Throughout the twentieth century high hopes were held that technology would lead to a life of leisure. The time saved by washing machines, microwaves, and vacuum cleaners would give us more time to enjoy life, relax and spend time with people. The speed of travel, the automation of daily practises and the instant communication that are now part of daily life has not delivered on this utopian dream. We are busier than ever and we have time that is saved simply to spend on the litany of other time saving activities we would never have previously contemplated.
Convenience does not create community, that is clear, but nor do I think the reverse is true, I don’t think that convenience and the mechanisation of processes necessarily hampers it. Ironically the chief victim in the rise of supermarket mini-mes on every street corner is your average local convenience store. The convenience of one age become the redundant appendage of the next.
I head straight for the self checkout option when ever it is available, I know that some shops’ systems work better than others; Morrisons is temperamental but gains bonus points for offering cash back. And after reading Jennie’s post I had to think long and hard about whether my default behaviour was anything more than choosing to avoid human contact. Maybe there are still places where you can wander into the corner shop and ask Mrs Higgins for a pint of milk, a loaf of bread and a can of Brasso. But for most of us the only picture this summons is of asking for fork handles and getting four candles. I recognise the people in my local shop, but they do not know me. While I may desire community in all its forms and attempt to build it even in the most transient of places the presence of self checkout counters is irrelevant. It can be built in their presence and avoided in their absence.
Last week I was away alone in a small town about halfway between Florence and Sienna. I wandered into the local supermarket, collected my goods and headed for the checkout. I don’t speak any Italian and I weighed my options before choosing the familiarity of a self-checkout rather than staffed line barricaded by the language divide. To my utter glee I saw the little flags in the corner which ushered me into the English language interface and guided me through my purchase.
I’m sure when cash machines were first introduced there was an outcry at the harm it was doing to local bank branches, but I certainly don’t think twice before inserting my card.

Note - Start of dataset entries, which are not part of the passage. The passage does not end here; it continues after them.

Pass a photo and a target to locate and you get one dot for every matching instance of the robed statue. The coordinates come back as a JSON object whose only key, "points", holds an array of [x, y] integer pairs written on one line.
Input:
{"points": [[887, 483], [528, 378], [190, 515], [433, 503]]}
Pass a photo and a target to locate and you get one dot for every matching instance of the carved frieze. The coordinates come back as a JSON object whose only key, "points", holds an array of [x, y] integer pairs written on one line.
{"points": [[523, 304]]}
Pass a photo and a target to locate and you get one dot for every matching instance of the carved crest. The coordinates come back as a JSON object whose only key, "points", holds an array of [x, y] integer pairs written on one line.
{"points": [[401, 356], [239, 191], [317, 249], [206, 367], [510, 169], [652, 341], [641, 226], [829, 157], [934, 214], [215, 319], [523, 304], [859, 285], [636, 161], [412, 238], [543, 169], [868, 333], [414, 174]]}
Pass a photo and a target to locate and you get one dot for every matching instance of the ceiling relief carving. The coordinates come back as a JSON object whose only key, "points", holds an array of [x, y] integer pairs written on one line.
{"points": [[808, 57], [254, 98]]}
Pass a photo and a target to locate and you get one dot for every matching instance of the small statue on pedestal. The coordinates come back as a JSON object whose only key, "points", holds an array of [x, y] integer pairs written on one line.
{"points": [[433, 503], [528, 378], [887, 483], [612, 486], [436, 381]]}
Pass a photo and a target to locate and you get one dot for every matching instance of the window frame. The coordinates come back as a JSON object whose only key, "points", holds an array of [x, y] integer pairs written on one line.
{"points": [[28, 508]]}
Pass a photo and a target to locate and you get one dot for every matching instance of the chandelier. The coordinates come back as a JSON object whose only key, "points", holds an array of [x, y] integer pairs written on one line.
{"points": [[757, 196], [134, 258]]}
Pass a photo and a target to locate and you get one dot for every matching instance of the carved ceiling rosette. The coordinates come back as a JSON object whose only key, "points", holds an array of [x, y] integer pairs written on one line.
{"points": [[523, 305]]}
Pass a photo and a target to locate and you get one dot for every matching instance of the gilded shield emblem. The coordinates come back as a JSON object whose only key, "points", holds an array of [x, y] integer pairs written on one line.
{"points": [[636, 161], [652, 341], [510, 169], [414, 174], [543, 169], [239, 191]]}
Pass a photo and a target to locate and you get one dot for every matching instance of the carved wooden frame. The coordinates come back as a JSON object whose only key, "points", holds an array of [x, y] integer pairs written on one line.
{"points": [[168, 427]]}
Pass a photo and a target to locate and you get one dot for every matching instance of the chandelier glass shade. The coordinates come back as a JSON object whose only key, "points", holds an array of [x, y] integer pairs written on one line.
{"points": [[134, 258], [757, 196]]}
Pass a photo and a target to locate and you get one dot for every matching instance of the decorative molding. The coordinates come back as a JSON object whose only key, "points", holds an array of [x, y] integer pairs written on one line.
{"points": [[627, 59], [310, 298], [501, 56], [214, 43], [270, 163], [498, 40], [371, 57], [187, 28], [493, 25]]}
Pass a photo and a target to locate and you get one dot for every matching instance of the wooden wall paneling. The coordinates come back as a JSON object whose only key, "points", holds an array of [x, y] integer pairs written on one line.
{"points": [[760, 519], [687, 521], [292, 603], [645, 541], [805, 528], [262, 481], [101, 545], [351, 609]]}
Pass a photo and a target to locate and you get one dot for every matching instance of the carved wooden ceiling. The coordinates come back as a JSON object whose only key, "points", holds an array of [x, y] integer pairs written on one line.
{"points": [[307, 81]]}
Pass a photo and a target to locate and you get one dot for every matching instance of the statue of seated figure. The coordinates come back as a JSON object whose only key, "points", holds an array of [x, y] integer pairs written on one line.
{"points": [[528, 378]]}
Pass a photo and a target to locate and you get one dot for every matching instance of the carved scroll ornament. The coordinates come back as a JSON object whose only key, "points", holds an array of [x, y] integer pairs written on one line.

There are legitimate concerns, however, about the removal of personal contact in the operation of daily life and in many places a shift away from automation is already occurring – banks trumpeting their opening hours and staffed counter service, for example. When I needed to close down a bank account recently I wrestled for several hours over phone and internet services and resolved the matter in minutes the next day by walking up to the counter. A real person was far more convenient than a machine.
And that’s a balance that needs to be found. Machines think in processes: if something is out of step, if the item hasn’t been placed in the bagging area, if the Nectar card has not been swiped, it cannot cope. People are better problem solvers than machines, but machines can help them solve those problems better and faster.
Mechanisation is not bad, the removal of people from things done more efficiently by machines is in many cases inevitable. But of course we still need people. We can interact with each other regardless of the means that stand between us. We can be friendly to the telephone banking assistant even when he or she locks us out of our account. We can make the self-checkout supervisor’s day by our friendly countenance. And the machines will get better, they will be upgraded and replaced, and when we think they’re how we like it, something new will take their place…
I think Danny makes some great points, and I might respond to them in a few days, but for now it’s over to you – what do you think?